Héritant en cela de la tradition slave, Kursk est aussi très direct. Un peu trop car il se prend plusieurs écueils dans la famille ”si ce passage passe vite, c’est qu’il ne compte pas” qui grignotent à la longue la prégnance narrative. En conséquence, on dirait que le film s’adresse à ceux qui connaissent déjà l’histoire vraie et pour qui les tensions artificielles du scénario ne sont que tergiversations.
On peut excuser ce défaut du fait que l’œuvre est déjà joliment multirythme, mais la maîtrise globale n’encourage pas le critique à l’indulgence sur un détail – maîtrise démontrée, par exemple, par les fioritures filmiques qui passent crème malgré leur instabilité et le risque qu’elles présentent de sortir les personnages de leur sérieux historique. Pour ce faire, un ”mood technique” est maintenu de son côté avec des cadrages typés, aussi excentrés que Saint-Pétersbourg sur la boussole politique russe, et un jargon militaro-technique dont Vinterberg a appris outre-Atlantique à mesurer l’impressionnante teneur immersive (il fallait que je le fasse, désolé). En fait, c’est Abyss (les Russes n’y sont pas moins caricaturés !), mais qui se prend au sérieux, et avec un syndrome de Michael Bay réduit de moitié.

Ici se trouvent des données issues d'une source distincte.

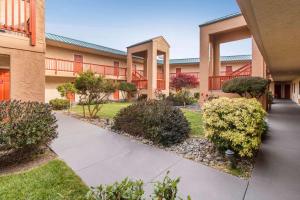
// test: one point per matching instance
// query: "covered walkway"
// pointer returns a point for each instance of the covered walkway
(277, 171)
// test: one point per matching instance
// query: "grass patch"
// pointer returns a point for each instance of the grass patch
(196, 122)
(53, 181)
(109, 110)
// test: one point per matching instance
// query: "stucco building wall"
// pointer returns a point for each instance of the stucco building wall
(27, 63)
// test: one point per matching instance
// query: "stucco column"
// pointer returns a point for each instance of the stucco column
(152, 72)
(204, 64)
(258, 65)
(129, 67)
(216, 59)
(166, 68)
(145, 65)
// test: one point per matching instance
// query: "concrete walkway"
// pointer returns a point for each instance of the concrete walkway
(100, 157)
(276, 175)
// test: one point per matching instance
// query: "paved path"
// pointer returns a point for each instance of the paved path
(100, 157)
(276, 175)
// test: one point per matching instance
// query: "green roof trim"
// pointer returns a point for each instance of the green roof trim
(233, 58)
(221, 19)
(70, 41)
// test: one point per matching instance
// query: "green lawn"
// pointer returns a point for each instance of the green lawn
(111, 109)
(53, 181)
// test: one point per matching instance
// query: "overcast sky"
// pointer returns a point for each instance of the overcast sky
(120, 23)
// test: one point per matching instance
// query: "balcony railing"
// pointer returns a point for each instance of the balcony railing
(60, 65)
(196, 74)
(216, 82)
(19, 16)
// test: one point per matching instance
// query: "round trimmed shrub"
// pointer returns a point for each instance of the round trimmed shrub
(155, 120)
(59, 104)
(235, 124)
(25, 126)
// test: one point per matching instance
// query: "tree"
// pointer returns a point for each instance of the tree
(244, 86)
(182, 80)
(65, 90)
(127, 90)
(93, 91)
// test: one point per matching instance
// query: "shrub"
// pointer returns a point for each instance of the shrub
(25, 126)
(181, 98)
(253, 86)
(133, 190)
(155, 120)
(126, 190)
(128, 90)
(59, 104)
(235, 124)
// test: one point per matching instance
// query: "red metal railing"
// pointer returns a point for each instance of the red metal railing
(19, 16)
(196, 74)
(106, 70)
(161, 84)
(71, 66)
(140, 84)
(216, 82)
(246, 70)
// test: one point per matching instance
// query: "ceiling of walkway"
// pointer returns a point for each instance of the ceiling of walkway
(275, 26)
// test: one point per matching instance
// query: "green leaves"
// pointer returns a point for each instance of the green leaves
(25, 125)
(155, 120)
(236, 123)
(133, 190)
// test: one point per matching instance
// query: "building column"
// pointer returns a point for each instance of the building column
(152, 73)
(216, 59)
(129, 67)
(258, 65)
(166, 68)
(204, 70)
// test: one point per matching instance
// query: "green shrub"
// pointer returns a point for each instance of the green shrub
(126, 190)
(59, 104)
(236, 124)
(253, 86)
(155, 120)
(133, 190)
(181, 98)
(25, 126)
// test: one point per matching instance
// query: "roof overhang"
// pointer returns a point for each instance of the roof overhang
(275, 26)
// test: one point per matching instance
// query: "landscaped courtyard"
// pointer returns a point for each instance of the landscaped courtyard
(109, 111)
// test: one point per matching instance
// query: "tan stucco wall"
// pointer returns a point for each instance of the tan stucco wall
(295, 94)
(27, 63)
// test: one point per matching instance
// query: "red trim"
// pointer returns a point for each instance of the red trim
(4, 84)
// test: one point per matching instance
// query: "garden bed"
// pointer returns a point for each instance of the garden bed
(198, 149)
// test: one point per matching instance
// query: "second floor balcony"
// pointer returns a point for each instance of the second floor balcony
(19, 17)
(69, 68)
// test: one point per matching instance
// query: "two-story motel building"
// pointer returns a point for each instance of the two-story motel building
(33, 63)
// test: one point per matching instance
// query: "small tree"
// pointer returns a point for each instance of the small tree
(65, 90)
(127, 90)
(244, 86)
(181, 81)
(93, 90)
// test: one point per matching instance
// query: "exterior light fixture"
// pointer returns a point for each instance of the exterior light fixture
(230, 155)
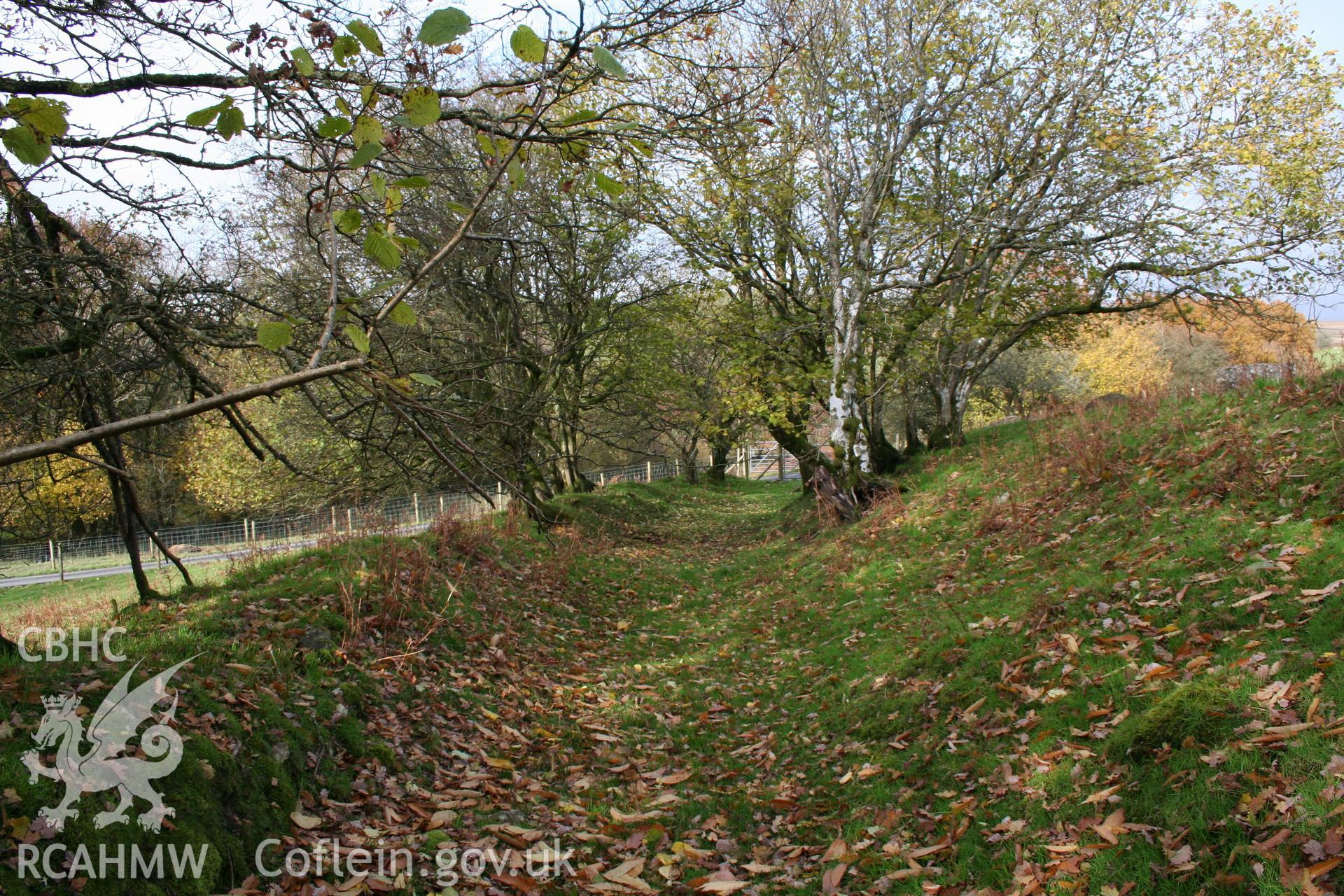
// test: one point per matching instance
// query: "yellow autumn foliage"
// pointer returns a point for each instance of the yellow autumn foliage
(1124, 358)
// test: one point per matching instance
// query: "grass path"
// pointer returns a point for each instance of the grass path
(1093, 657)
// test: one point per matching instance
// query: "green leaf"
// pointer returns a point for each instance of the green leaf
(365, 155)
(379, 248)
(26, 144)
(368, 36)
(334, 127)
(612, 188)
(230, 122)
(421, 106)
(274, 335)
(444, 26)
(608, 62)
(203, 117)
(356, 335)
(580, 117)
(527, 46)
(302, 61)
(343, 49)
(43, 115)
(347, 220)
(368, 131)
(402, 315)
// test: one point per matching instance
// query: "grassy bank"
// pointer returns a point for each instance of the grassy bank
(1091, 654)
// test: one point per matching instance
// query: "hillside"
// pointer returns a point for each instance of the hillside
(1091, 654)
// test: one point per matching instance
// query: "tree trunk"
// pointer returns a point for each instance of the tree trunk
(848, 438)
(720, 460)
(885, 457)
(952, 397)
(834, 500)
(130, 538)
(809, 456)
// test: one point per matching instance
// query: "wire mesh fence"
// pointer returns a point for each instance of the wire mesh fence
(406, 514)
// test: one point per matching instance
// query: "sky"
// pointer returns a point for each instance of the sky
(1323, 20)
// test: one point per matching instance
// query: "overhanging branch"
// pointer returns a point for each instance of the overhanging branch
(181, 413)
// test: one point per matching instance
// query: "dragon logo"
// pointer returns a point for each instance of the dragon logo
(102, 766)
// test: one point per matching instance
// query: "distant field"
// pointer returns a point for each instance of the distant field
(1334, 331)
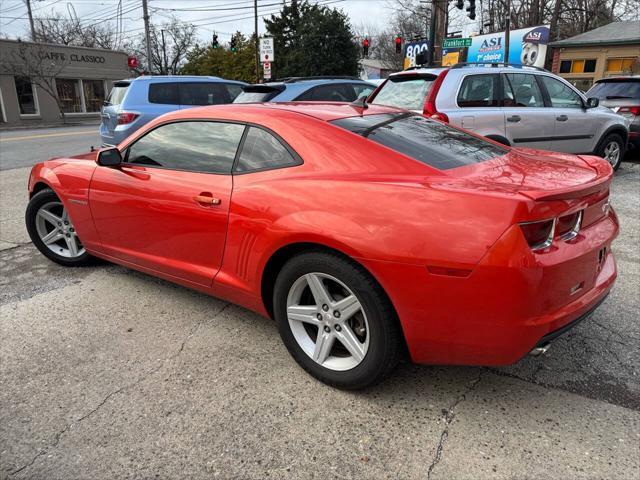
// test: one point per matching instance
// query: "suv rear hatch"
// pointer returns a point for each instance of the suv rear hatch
(111, 107)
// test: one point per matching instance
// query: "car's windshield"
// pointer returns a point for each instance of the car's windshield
(404, 91)
(117, 93)
(425, 140)
(611, 90)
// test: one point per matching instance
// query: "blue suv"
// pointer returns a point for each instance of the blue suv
(134, 102)
(314, 89)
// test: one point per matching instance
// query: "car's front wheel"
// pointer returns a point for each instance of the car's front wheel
(52, 231)
(612, 149)
(336, 321)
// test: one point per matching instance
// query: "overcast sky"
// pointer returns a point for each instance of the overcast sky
(230, 16)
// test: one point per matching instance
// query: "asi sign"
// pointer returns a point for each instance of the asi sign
(527, 46)
(266, 50)
(456, 43)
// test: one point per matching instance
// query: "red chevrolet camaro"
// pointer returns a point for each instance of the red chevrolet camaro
(365, 232)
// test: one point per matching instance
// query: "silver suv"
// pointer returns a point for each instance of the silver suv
(513, 105)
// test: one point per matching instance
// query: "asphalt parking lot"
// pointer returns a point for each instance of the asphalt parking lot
(108, 373)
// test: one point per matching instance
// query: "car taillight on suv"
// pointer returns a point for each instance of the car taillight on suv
(632, 113)
(430, 109)
(125, 118)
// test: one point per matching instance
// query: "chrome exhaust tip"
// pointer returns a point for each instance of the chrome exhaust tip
(536, 352)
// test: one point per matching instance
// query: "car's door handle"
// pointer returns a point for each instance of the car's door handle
(207, 200)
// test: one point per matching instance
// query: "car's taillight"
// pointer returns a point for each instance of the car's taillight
(126, 117)
(632, 113)
(430, 103)
(539, 235)
(567, 226)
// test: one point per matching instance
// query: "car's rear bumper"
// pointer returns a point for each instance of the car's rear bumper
(506, 306)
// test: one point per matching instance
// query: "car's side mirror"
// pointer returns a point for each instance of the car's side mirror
(109, 157)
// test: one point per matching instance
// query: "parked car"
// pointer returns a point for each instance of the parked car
(134, 102)
(365, 232)
(622, 95)
(315, 89)
(518, 106)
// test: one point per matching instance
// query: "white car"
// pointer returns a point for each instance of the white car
(514, 105)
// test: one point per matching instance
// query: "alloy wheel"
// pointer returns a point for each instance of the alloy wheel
(327, 321)
(612, 153)
(56, 231)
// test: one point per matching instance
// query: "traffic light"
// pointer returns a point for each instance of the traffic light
(365, 48)
(471, 9)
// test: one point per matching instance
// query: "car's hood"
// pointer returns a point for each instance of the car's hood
(533, 173)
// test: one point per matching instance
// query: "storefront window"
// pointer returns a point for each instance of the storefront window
(69, 94)
(26, 96)
(620, 64)
(93, 94)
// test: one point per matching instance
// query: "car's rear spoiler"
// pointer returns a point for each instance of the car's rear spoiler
(599, 184)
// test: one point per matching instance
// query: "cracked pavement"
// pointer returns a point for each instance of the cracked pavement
(108, 373)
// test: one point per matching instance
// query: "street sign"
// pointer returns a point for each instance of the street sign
(266, 50)
(456, 43)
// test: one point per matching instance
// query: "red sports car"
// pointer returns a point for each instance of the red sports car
(366, 232)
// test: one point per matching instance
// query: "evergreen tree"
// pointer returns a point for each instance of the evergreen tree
(312, 40)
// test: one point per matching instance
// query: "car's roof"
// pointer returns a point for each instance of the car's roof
(326, 111)
(178, 78)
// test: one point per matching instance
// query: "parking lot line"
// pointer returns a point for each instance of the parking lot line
(44, 135)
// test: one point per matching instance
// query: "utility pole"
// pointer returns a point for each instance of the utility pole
(165, 66)
(437, 30)
(147, 35)
(255, 18)
(31, 24)
(507, 33)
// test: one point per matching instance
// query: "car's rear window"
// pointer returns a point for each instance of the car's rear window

— Un producteur encombrant
Toute cette belle machinerie est hélas lentement corrodée par… Besson. Encore lui. Remarquez, j’ignore si c’est vraiment sa faute, et peut-être que je suis seulement parti en croisade contre lui, mais il se trouve que les films en apnée, ça le connaît (je lui en veux encore d’avoir tué Jean Reno, c’est vrai), et je ne le reconnais que trop bien dans ce ponçage à coups de billets d’une histoire où il a senti, peut-être, le terme à son déclin entamé avec Valérian.
Pour l’apnée, pas de souci : sur ce sujet, une longue scène bluffante viendra recharger le film en tension. Mais quand on s’éloigne du Koursk pour prendre du recul sur la situation diplomatique que son naufrage a engendrée (celle-là même que le producteur a voulu circumnaviguer), on ne sait plus vraiment manier les détails historiques : l’OTAN, le gentil amiral anglais, l’ampleur médiatique, ce sont autant de patates chaudes que le scénario rejette sur le compte de la précision en trop. Il ne fallait pas. C’est d’ailleurs à ce moment-là qu’arrive Von Sydow, à qui l’on a donné la charge de cristalliser les reliques viciées d’une Glasnost privée de toute attache et qui renvoie la balle des secrets injustes dans le camp de Léa Seydoux, la female lead tant convoitée par un tournage déjà peu porté sur la cohésion du casting. Elle s’en sort plutôt bien. L’acteur suédois, par contre, est absolument parfait dans son hypocrisie pragmatique et froide et le flegme avec lequel il relaie des mensonges internationaux – une hypocrisie qui était pourtant historique aussi bien que cinématographique.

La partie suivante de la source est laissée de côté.